I have made Crème Brûlée several times, and I have eaten it countless times with varying degrees of success, but this recipe comes as close to perfect as I’ve experienced.  It’s a simple, unadulterated version, without fancy flavorings, but oh so good.  It’s rich enough to satisfy but not cloying.  It’s just heaven.


Crème Brûlée

1 cup heavy whipping cream
2 egg yolks
1/3 cup granulated sugar
a small pinch of salt
1/2 tsp vanilla paste (or vanilla extract)
brûlée sugar or regular granulated sugar for the crust

Preheat the oven to 300 F.  Bring 3 or 4 cups of water to a boil and keep it hot.

Put the cream in a saucepan and stir over medium heat until it comes to just below a boil.  Set aside.

In a small bowl, whisk the egg yolks, granulated sugar, and vanilla paste until blended.  Very slowly, and starting with a small amount at a time in order to prevent the eggs from being scrambled, add the hot cream to the egg mixture.  Mix well and strain through a sieve.

Place 4 small ramekins in an 8 x 8 glass oven dish, or large enough to accommodate the ramekins.  Pour the hot water into the pan until it comes about halfway up the ramekins.  Distribute the custard evenly among the four ramekins.  Bake for about 35 minutes, or until the custards are set but still a bit jiggly in the center.

Remove the water bath from the oven and let it stand until the ramekins are cool enough to handle.  Remove the ramekins from the water bath, cover in plastic wrap, and refrigerate for at least 1.5 hours, but preferably overnight.

When ready to serve, unwrap the ramekins and dust the surface of each custard with about 1 teaspoon of brûlée sugar or granulated sugar.  Using a kitchen blow torch, caramelize the sugar taking care not to burn it.

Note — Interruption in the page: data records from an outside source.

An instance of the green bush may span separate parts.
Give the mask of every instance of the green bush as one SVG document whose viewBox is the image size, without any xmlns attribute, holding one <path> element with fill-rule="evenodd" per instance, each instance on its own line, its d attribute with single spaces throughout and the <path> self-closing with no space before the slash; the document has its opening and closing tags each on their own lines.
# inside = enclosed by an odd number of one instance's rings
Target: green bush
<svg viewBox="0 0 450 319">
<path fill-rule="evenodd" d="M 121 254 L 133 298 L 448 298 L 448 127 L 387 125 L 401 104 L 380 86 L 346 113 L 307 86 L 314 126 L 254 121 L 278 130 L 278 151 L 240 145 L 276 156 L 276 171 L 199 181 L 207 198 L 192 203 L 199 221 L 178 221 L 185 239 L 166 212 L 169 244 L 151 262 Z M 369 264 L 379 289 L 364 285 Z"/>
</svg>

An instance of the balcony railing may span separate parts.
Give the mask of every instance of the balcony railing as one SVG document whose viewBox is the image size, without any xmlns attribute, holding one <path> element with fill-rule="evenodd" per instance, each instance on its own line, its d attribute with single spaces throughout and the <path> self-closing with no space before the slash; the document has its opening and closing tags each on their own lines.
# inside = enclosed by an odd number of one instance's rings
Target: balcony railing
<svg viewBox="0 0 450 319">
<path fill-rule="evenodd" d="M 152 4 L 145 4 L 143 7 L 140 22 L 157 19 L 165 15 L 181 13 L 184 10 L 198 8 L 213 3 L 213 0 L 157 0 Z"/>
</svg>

This recipe is an adaptation of one found in Crème Brûlée: The Bonjour Way, by Randolph W. Mann.  Unfortunately, Crème Brûlée requires special equipment like a blow torch. I know that some people use the broiler in the oven but I have found that not to be very effective.  It makes the custard warm and takes a long time to caramelize the sugar.  On the other hand, some people *cough* Alton Brown *cough* use a welding blow torch. While I’m sure that a power blow torch is effective, it would probably also be effective at burning my house down, or my hands at the very least.  Instead, I use a good home kitchen blow torch.  I can’t find the specific one I use, but one like this one will do.  As for the brûlée sugar, it’s nice to have because it caramelizes faster but it’s not essential. I bought mine some time ago from Williams-Sonoma, if I remember correctly.



So there, this is what I do when I have some egg yolks left over and have cream.  As a closing bit of trivia, I wanted to share that I first learned about Crème Brûlée from the movie My Best Friend’s Wedding.  There is a scene where Julia Roberts’ character is talking to her love interest’s fiance (Cameron Diaz) and she compares the guy’s calling off the wedding to ordering Crème Brûlée and changing his mind for Jell-O. In this scenario, Cameron is Crème Brûlée and Julia is Jell-O.


  1. F Garcia

    I love Crème Brûlée, the recipe seems easy enough but where could I get a kitchen blow torch, a professional one is out of the question. I’ve never looked for one but now I will. Thanks!